Path: utzoo!mnetor!uunet!husc6!mailrus!tut.cis.ohio-state.edu!allosaur.cis.ohio-state.edu!bob
From: bob@allosaur.cis.ohio-state.edu (Bob Sutterfield)
Newsgroups: comp.dcom.lans
Subject: Re: NFS vs RFS (actually, vs Sprite and Andrew)
Message-ID: <8428@tut.cis.ohio-state.edu>
Date: 16 Mar 88 15:42:35 GMT
References: <10370@ut-sally.UUCP> <720@uel.uel.co.uk> <1695@uoregon.UUCP> <45660@sun.uucp>
Sender: news@tut.cis.ohio-state.edu
Organization: The Ohio State University Dept of Computer & Information Science
Lines: 65
Keywords: NFS, ANDREW, TOCS, consistency

In article <45660@sun.uucp> nowicki%rose@Sun.COM (Bill Nowicki) writes:
>In article <1695@uoregon.UUCP>, jqj@uoregon.UUCP (JQ Johnson) writes:
>> ...
>> Problems sited with NFS seem to fall into 2 categories:
>> 1/	scalability to large systems, because of excessive network
>> 	traffic, excessive server cpu loading, or difficulty in 
>> 	administration;
>
>Well of course the authors of systems are going to prefer their own.
>This is called the "Not Invented Here" syndrome.  As for scalability,
>I would estimate about 100,000 installed systems running NFS.
>Last I heard, about 500 run Andrew, and perhaps a few dozen run Sprite.
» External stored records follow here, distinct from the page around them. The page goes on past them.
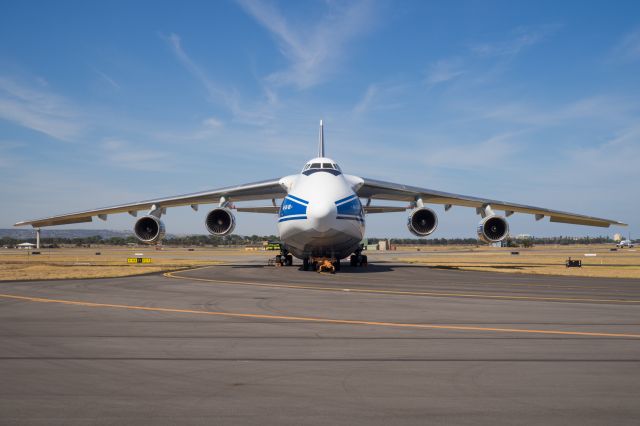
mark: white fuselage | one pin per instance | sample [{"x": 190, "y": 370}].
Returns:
[{"x": 321, "y": 215}]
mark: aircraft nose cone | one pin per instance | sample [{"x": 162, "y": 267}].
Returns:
[{"x": 321, "y": 215}]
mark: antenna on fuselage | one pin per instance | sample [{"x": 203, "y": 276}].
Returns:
[{"x": 321, "y": 141}]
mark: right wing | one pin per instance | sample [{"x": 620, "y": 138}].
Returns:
[
  {"x": 376, "y": 189},
  {"x": 264, "y": 190}
]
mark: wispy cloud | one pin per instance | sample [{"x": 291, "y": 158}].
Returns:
[
  {"x": 602, "y": 108},
  {"x": 477, "y": 57},
  {"x": 522, "y": 38},
  {"x": 39, "y": 110},
  {"x": 314, "y": 51},
  {"x": 122, "y": 153},
  {"x": 107, "y": 79},
  {"x": 500, "y": 148},
  {"x": 379, "y": 97},
  {"x": 628, "y": 48},
  {"x": 444, "y": 70},
  {"x": 256, "y": 114}
]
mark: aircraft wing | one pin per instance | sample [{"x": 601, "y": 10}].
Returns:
[
  {"x": 263, "y": 190},
  {"x": 375, "y": 189}
]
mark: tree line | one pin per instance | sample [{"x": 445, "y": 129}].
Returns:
[{"x": 247, "y": 240}]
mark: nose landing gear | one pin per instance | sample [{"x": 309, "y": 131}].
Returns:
[
  {"x": 284, "y": 259},
  {"x": 358, "y": 259}
]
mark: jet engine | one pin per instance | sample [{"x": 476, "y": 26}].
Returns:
[
  {"x": 220, "y": 221},
  {"x": 149, "y": 229},
  {"x": 492, "y": 229},
  {"x": 422, "y": 222}
]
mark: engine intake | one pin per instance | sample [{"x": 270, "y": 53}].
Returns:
[
  {"x": 149, "y": 229},
  {"x": 492, "y": 229},
  {"x": 220, "y": 221},
  {"x": 422, "y": 222}
]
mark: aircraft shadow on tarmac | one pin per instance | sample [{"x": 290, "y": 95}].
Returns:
[{"x": 371, "y": 268}]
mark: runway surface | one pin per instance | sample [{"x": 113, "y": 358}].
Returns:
[{"x": 390, "y": 344}]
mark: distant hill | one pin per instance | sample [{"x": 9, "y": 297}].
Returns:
[{"x": 62, "y": 233}]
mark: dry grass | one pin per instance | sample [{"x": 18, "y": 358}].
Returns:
[
  {"x": 111, "y": 262},
  {"x": 84, "y": 263},
  {"x": 623, "y": 263}
]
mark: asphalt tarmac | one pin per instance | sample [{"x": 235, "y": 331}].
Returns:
[{"x": 389, "y": 344}]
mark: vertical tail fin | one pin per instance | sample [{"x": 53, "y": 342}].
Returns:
[{"x": 321, "y": 141}]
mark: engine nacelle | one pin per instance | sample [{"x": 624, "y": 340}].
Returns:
[
  {"x": 422, "y": 222},
  {"x": 149, "y": 229},
  {"x": 492, "y": 229},
  {"x": 220, "y": 221}
]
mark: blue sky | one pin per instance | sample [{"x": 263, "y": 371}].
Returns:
[{"x": 531, "y": 102}]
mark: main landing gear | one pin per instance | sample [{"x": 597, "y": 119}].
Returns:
[
  {"x": 284, "y": 259},
  {"x": 321, "y": 264}
]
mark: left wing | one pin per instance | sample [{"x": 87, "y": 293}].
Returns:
[
  {"x": 376, "y": 189},
  {"x": 264, "y": 190}
]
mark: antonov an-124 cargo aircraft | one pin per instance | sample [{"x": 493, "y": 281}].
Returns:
[{"x": 322, "y": 214}]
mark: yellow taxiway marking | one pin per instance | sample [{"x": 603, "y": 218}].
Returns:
[
  {"x": 400, "y": 292},
  {"x": 316, "y": 319}
]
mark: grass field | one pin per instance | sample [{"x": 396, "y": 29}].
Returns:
[
  {"x": 548, "y": 260},
  {"x": 112, "y": 261}
]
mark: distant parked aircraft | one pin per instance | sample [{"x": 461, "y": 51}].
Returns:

	Installed base != scalability.  We have encountered scaling
problems in existing implementations of NFS, and we worry about what
happens when we hit scaling problems in the design.

	We have about 130 Suns in our department so far (headed for at
least 250 by September), and each NFS-mounts nine filesystems from one
of our servers.  We only have one server with the horsepower for that:
a Pyramid 98x.  All our Sun-3/180s export only one user filesystem to
the rest of the world, besides taking care of their direct clients.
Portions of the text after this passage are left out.